Too late but it can work for other people:

recyclerAdapter.setOnClickListener(new View.OnClickListener() {
        @Override
        public void onClick(View view) {
            int id = ....
            if(id == 1){
                view.setClickable(false); //add this
                Intent a = new Intent...
                startActivity(a);

            }else if(id == 2){
                view.setClickable(false);
                Intent b = ...
                startActivity(b);
            }
        }
    });

Fragment - onResume()

@Override
public void onResume() {
    super.onResume();
    Objects.requireNonNull(getActivity()).invalidateOptionsMenu();
    recyclerView.setAdapter(recyclerAdapter); //add this
}

It works for me, i don't know if it's correct.

0

Fast taps (clicks) on RecyclerView can cause two situations-

  1. A single item of RecyclerView clicked multiple times. This can cause the destination fragment to be created multiple times thereby making a single fragment stack up multiple times, disrupting the user's smooth experience.

  2. Multiple items of the RecyclerView being clicked at a time. This can cause the undesired behavior of the app. (Opening multiple fragments again.)

Both situations should be handled for a proper app running experience. To prevent 1st situation you can use the logic that within a definite interval of time if the item is clicked more than once then it should not go for creating a new fragment. Here is the code below-

    class ViewHolder extends RecyclerView.ViewHolder{
     //Suppose your item is a CardView
     private CardView cardView;
      private static final long TIME_INTERVAL_GAP=500;
      private long lastTimeClicked=System.currentTimeMillis();
      public ViewHolder(@NonNull View itemView)
        {
        cardView=itemView.findViewById(R.id.card_view);
        
          cardView.setOnClickListener(new View.OnClickListener() {
        @Override
        public void onClick(View v) {
            long now=System.currentTimeMillis();
            //check if cardView is clicked again within the time interval gap
            if(now-lastTimeClicked<TIME_INTERVAL_GAP)
                return;       //no action to perform if it is within the interval gap.
            mLastClickTime=now;
            //... Here your code to open a new fragment  
             }
         });
         
         }

     
      }

Solution for 2nd scenario- RecyclerView has a method setMotionEventSplittingEnabled(boolean split)

The documentation says-

Enable or disable the splitting of MotionEvents to multiple children during touch event dispatch. This behavior is enabled by default for applications that target an SDK version of HONEYCOMB or newer.

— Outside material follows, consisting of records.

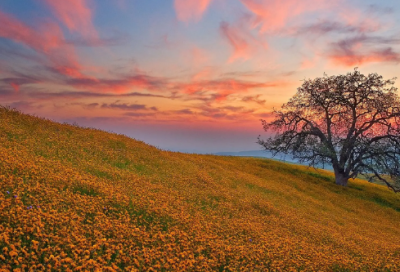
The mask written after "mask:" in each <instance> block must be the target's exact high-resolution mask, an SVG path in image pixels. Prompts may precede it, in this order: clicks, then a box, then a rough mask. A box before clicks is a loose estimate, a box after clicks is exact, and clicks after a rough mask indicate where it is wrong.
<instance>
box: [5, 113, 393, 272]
mask: <svg viewBox="0 0 400 272" xmlns="http://www.w3.org/2000/svg"><path fill="white" fill-rule="evenodd" d="M0 143H1V144H0V251H1V252H0V269H1V268H2V269H3V271H8V270H12V269H14V271H22V270H26V271H27V269H26V268H30V269H31V270H34V271H40V270H46V271H71V270H72V271H96V268H101V270H102V271H122V270H127V271H268V270H271V271H276V270H285V271H303V270H304V271H318V270H321V271H374V270H375V271H400V228H399V225H400V195H396V194H394V193H392V192H391V191H389V190H388V189H386V188H385V187H383V186H379V185H374V184H369V183H367V182H365V181H361V180H354V181H351V182H350V185H349V187H348V188H341V187H338V186H336V185H334V181H333V177H332V176H331V174H330V173H329V172H324V171H323V170H319V171H318V172H317V171H315V170H313V169H310V168H307V167H305V166H296V165H290V164H285V163H281V162H277V161H272V160H268V159H261V158H240V157H223V156H213V155H193V154H182V153H175V152H166V151H162V150H159V149H157V148H155V147H152V146H149V145H147V144H145V143H143V142H140V141H136V140H133V139H130V138H128V137H126V136H122V135H117V134H111V133H107V132H104V131H99V130H95V129H86V128H80V127H77V126H71V125H63V124H58V123H54V122H51V121H48V120H44V119H40V118H37V117H32V116H28V115H24V114H21V113H19V112H17V111H14V110H8V109H5V108H2V107H0ZM18 268H20V269H21V270H18ZM97 270H99V269H97Z"/></svg>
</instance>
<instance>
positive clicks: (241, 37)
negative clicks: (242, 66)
mask: <svg viewBox="0 0 400 272" xmlns="http://www.w3.org/2000/svg"><path fill="white" fill-rule="evenodd" d="M220 33H221V35H222V37H223V38H225V39H226V40H227V41H228V43H229V44H230V46H231V47H232V48H233V53H232V55H231V56H230V58H229V60H228V62H233V61H235V60H238V59H242V60H248V59H250V58H251V57H252V56H253V55H254V54H256V53H258V52H259V51H260V49H266V48H267V44H266V43H263V42H262V41H260V40H259V38H255V37H254V36H253V35H252V34H251V33H250V31H249V30H247V29H246V28H245V27H243V26H242V25H236V26H232V25H230V24H228V23H227V22H221V24H220Z"/></svg>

When this option is enabled MotionEvents may be split and dispatched to different child views depending on where each pointer initially went down. This allows for user interactions such as scrolling two panes of content independently, chording of buttons and performing independent gestures on different pieces of content. Split set to true to allow MotionEvents to be split and dispatched to multiple child views. and set it to false to only allow one child view to be the target of.

So in your code just add a line of code-

     recyclerView.setMotionEventSplittingEnabled(false);

These will surely solve the problem caused due to fast taps on the RecyclerView and prevent your app to stack up the same fragment unnecessarily.